One concern I have is that, every time he talks about the maintenance roles, I'm automatically thinking it's unglamorous, and marking a career plateau (perhaps decline).
I also instantly visualized a suited executive reluctantly deciding it's a necessary role they have to staff, and the exec will feed the trolls in the mine, but the focus (and rewards) will consciously be on the stars who are making new things happen.
Even though Graydon just explained that kind of thinking is a problem, I'm still thinking it.
If I'm still thinking that (with background that includes very serious software engineering, as well as FOSS), then my guess is that a lot of other people will be thinking that, as well.
BTW, I'm not saying that I'd personally devalue maintenance roles. If I was managing something important that needed to be maintained, and I lucked upon a stellar maintainer, I'd do everything I could to retain them and keep them happy, including making a case for why their comp should track with some of the new-product-star people.

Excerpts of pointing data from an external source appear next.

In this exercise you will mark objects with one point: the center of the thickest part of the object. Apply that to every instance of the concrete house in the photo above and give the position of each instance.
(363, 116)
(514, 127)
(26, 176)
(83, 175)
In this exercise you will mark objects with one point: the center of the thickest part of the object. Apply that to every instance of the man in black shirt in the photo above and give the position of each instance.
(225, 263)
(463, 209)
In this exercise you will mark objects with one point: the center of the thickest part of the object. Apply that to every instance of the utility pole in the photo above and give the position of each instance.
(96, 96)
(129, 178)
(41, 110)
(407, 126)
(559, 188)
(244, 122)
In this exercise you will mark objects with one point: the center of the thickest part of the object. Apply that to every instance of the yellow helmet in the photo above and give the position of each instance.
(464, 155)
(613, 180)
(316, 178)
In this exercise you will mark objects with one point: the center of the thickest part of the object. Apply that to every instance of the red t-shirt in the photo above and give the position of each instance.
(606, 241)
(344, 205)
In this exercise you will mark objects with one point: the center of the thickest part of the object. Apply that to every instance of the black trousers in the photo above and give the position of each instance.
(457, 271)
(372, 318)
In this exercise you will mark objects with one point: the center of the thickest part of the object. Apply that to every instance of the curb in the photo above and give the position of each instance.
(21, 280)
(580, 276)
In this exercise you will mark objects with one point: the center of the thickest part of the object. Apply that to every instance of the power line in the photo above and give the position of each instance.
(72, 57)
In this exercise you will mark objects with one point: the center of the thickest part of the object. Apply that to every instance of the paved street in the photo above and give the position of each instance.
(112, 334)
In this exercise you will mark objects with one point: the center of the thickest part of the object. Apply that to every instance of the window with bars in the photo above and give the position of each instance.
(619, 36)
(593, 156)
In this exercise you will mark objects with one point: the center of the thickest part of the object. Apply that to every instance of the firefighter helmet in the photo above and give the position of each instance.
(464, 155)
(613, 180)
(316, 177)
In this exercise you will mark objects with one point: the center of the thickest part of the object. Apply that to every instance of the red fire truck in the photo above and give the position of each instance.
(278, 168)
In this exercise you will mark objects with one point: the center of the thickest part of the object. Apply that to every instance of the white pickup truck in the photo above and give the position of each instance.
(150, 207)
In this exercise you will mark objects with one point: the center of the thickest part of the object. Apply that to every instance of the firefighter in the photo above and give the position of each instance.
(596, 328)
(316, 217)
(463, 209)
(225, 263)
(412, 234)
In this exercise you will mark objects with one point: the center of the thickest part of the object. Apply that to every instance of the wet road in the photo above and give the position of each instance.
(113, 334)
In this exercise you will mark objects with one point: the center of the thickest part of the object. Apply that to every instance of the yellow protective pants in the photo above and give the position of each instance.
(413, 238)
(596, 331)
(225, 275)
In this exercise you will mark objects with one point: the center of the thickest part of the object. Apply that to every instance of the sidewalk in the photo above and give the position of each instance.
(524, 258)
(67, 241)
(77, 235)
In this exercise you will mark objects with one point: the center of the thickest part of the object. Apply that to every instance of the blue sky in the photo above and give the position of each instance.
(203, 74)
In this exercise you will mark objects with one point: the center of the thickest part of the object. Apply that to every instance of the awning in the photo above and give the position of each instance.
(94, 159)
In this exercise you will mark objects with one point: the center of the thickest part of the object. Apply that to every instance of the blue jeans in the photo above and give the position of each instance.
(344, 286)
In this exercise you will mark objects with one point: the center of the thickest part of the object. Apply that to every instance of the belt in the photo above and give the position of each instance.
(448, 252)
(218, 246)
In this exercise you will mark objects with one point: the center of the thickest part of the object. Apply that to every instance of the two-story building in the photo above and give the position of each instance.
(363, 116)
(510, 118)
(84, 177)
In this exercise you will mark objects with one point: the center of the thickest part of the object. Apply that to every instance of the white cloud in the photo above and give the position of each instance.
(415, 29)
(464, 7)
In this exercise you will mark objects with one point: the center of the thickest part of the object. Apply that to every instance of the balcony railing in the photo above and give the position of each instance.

I'd also try to make sure that, if their position declines/disappears (e.g., they no longer have someone advocating successfully for the role) that they'll be marketable elsewhere. (I don't want them ever walking into an interview and hearing, "I see from your resume that you're more of a maintenance programmer, but we really need people who can hit the ground running, banging out new huge kernel modules. Maybe you could assist them, by writing unit tests, and fetching their coffee, so they can focus on the challenging new stuff?")
One sign of hope is that the best-known worst-offender, at rewarding only new things, at least takes some aspects of reliability seriously.
"I see from your resume that you're more of a maintenance programmer, but we really need people who can hit the ground running, banging out new huge kernel modules. Maybe you could assist them, by writing unit tests, and fetching their coffee, so they can focus on the challenging new stuff?"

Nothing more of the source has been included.